Question

What is the resistance of a 1.00×10²-Ω, a 2.50-kΩ, and a 4.00-kΩ resistor connected in series? (b) In parallel?

a. (a) 6520 Ω (b) 570.4 Ω
b. (a) 6520 Ω (b) 1773.9 Ω
c. (a) 6500 Ω (b) 1775.0 Ω
d. (a) 570.4 Ω (b) 6520 Ω

Answer 1

The total resistance for the resistors connected in series is 6600 ohms. For the parallel connection, the equivalent resistance is approximately 88.1 ohms.

Step-by-step explanation:

Calculating Series and Parallel Resistances

To find the total resistance of resistors connected in series, you add their resistances together. For the given resistors of 1.00 × 10² ohms (100 ohms), 2.50 kΩ (2500 ohms), and 4.00 kΩ (4000 ohms), the total series resistance is the sum of all these values, which is 100 ohms + 2500 ohms + 4000 ohms = 6600 ohms or 6.6 kΩ.

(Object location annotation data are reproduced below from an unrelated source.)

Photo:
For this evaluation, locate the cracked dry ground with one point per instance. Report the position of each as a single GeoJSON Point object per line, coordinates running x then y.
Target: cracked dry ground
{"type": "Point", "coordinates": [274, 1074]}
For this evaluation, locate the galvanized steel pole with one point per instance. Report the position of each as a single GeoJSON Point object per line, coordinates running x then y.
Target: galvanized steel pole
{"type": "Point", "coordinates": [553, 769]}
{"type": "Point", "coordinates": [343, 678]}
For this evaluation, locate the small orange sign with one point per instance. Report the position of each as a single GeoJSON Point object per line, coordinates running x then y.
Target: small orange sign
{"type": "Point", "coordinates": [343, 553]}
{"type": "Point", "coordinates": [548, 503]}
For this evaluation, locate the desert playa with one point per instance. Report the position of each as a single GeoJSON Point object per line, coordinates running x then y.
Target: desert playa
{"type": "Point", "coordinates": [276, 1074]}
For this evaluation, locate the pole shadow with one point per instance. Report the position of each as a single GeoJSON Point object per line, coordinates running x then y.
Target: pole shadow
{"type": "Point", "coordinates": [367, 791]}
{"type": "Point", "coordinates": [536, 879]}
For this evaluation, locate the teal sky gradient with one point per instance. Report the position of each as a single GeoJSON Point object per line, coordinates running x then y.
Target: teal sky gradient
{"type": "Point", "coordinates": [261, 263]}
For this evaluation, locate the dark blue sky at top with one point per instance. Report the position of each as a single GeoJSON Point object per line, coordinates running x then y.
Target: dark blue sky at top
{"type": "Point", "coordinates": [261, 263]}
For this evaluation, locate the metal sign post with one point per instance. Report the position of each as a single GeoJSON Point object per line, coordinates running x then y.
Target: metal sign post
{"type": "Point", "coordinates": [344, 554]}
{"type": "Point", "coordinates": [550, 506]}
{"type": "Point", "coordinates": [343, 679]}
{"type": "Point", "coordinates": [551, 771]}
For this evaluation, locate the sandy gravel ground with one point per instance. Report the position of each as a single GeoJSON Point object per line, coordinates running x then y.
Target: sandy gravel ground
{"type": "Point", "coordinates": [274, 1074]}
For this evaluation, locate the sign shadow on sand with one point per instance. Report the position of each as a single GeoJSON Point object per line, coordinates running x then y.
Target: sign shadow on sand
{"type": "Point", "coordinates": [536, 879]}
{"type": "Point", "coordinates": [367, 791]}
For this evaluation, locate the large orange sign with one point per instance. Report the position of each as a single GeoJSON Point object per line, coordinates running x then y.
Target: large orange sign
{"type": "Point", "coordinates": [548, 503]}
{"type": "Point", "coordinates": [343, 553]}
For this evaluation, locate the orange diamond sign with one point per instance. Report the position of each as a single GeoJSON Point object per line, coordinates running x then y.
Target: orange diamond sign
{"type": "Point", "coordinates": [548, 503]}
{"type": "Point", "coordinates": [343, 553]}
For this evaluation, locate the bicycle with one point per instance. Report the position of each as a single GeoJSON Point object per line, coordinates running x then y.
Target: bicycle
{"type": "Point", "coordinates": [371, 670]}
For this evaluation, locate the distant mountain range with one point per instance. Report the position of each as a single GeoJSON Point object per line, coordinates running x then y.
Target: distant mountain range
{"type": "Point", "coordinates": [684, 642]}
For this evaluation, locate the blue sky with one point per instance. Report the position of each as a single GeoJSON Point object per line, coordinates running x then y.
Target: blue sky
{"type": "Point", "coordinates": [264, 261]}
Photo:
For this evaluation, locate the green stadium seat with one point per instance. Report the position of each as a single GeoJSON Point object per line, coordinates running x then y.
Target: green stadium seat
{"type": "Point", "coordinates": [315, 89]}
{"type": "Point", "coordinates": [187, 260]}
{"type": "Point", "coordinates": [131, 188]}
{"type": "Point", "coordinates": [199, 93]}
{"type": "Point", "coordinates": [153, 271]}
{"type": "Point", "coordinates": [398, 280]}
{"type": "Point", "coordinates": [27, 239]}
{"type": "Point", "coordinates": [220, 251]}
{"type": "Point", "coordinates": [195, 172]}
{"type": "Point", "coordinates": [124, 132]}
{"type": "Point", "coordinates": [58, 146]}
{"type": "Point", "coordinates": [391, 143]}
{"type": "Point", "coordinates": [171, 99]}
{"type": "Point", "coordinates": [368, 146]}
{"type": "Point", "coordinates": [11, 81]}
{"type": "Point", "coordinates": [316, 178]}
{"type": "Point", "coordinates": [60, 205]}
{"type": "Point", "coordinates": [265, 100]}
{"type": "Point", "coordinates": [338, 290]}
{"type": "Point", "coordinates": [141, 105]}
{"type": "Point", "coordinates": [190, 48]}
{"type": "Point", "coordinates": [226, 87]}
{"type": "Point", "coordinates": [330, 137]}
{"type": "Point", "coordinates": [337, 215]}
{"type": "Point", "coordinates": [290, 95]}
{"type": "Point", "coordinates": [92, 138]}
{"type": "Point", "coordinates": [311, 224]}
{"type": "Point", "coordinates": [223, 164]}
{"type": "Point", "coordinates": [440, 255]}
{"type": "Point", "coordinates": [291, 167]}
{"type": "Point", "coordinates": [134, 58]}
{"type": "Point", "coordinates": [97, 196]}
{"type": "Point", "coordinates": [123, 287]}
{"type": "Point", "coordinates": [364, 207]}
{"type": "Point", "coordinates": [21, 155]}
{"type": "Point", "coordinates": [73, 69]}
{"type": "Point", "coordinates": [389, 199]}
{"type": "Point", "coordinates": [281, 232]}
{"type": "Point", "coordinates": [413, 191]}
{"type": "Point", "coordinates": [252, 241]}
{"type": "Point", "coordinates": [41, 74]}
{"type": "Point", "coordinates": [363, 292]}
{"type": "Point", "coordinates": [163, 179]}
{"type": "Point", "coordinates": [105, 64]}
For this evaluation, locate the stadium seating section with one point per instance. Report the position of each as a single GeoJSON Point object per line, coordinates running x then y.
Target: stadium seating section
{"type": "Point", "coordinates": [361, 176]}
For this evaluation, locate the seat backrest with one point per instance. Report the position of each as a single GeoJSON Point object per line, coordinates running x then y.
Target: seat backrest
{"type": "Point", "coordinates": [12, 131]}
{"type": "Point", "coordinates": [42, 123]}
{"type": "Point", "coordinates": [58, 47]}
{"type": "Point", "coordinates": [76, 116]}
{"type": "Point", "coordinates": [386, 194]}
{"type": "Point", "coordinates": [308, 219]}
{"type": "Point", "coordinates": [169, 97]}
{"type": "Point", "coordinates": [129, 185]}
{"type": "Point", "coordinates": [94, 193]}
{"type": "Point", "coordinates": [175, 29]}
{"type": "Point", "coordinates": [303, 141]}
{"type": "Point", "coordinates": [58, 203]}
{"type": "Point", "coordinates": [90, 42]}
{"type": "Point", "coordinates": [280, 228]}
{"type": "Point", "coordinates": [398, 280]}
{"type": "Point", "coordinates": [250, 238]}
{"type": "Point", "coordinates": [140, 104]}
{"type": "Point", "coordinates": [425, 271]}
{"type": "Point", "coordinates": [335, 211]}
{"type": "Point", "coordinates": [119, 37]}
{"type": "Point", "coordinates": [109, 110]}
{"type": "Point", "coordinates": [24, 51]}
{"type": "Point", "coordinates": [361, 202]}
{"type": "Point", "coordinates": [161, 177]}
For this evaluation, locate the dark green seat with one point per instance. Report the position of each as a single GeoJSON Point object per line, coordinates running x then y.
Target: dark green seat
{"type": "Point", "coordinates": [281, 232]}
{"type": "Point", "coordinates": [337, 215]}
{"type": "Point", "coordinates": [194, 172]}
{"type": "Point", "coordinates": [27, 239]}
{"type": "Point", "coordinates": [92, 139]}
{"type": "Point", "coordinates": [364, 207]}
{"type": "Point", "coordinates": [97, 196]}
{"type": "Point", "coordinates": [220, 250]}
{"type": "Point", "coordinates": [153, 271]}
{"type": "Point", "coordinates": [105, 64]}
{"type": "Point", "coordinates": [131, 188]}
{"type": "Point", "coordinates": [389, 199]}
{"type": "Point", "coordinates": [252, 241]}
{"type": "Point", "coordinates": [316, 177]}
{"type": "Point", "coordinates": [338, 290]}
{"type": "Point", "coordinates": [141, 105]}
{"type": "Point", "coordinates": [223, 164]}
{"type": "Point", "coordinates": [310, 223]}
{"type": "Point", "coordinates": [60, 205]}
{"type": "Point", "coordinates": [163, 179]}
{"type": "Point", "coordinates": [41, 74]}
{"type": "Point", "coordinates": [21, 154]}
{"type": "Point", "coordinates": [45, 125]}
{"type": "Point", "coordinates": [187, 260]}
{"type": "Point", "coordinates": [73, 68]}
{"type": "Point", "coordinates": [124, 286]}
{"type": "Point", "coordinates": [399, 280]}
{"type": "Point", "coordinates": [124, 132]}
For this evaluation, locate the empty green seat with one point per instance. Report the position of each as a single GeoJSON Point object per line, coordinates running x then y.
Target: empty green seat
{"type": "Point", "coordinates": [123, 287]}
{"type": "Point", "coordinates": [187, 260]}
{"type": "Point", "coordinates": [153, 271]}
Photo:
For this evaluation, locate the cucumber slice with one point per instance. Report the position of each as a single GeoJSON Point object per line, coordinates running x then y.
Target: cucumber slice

For parallel resistors, the equivalent resistance is found by using the formula 1/R_eq = 1/R_1 + 1/R_2 + 1/R_3. So for the resistors mentioned, the equivalent resistance in parallel would be calculated as follows: 1/R_eq = 1/100 + 1/2500 + 1/4000, which results in an equivalent resistance R_eq of approximately 88.1 ohms.

Therefore, the correct answer is: (a) 6600 ohms in series and (b) 88.1 ohms in parallel.